Giovanni Colonna (1295, Arezzo, Tuscany, Italy – 3 July 1348, Avignon, France) was a Roman Catholic cardinal during the Avignon papacy and was a scion of the famous Colonna family that played an important role in Italian history.


Giovanni Colonna was born in Rome around the year 1295 from Stefano Colonna il Vecchio and Insula Calcedonio. His brother Giacomo became a bishop.

He was appointed Cardinal by Pope John XXII during the consistory of 18 December 1327 and granted the diaconate of Sant'Angelo in Pescheria.

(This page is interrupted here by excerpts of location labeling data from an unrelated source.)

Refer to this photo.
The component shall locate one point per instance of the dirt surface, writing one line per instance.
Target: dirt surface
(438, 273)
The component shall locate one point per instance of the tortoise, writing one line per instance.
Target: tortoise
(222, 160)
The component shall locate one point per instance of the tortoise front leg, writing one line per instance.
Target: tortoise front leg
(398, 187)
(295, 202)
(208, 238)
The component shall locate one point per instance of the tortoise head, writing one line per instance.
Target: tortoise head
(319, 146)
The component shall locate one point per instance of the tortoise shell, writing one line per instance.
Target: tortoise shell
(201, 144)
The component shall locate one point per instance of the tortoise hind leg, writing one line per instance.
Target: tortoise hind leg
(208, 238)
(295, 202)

He participated in the Papal conclave of 1334 in which Pope Benedict XII was elected and that of 1342 in which Pope Clement VI was elected. During the conclave of 1342, he was head of the Italian cardinals who wanted the seat of the papacy to return to Rome. In the same year 1342 he was appointed Archpriest of the Basilica of St. John Lateran. He was also canon of the Bayeux Cathedral in France and provost of Mainz Cathedral in Germany.

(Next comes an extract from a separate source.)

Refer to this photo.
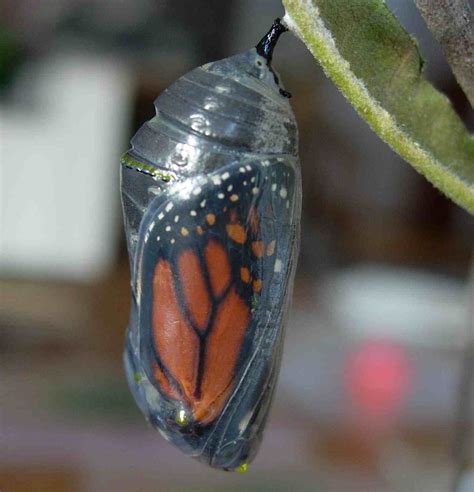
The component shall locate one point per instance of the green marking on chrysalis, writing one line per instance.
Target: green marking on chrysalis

He had a good education which probably included legal studies. He persuaded Pope Clement VI to send several Franciscan friars to preach the Gospel in Armenia. He wrote a life of the popes from Saint Peter to Boniface VIII. He was a close friend of Petrarch who corresponded with him. The Flemish music theorist Ludovicus Sanctus, who was also a good friend of Petrarch, was employed by him as magister in musica.

He died in Avignon on 3 July 1348 from the plague.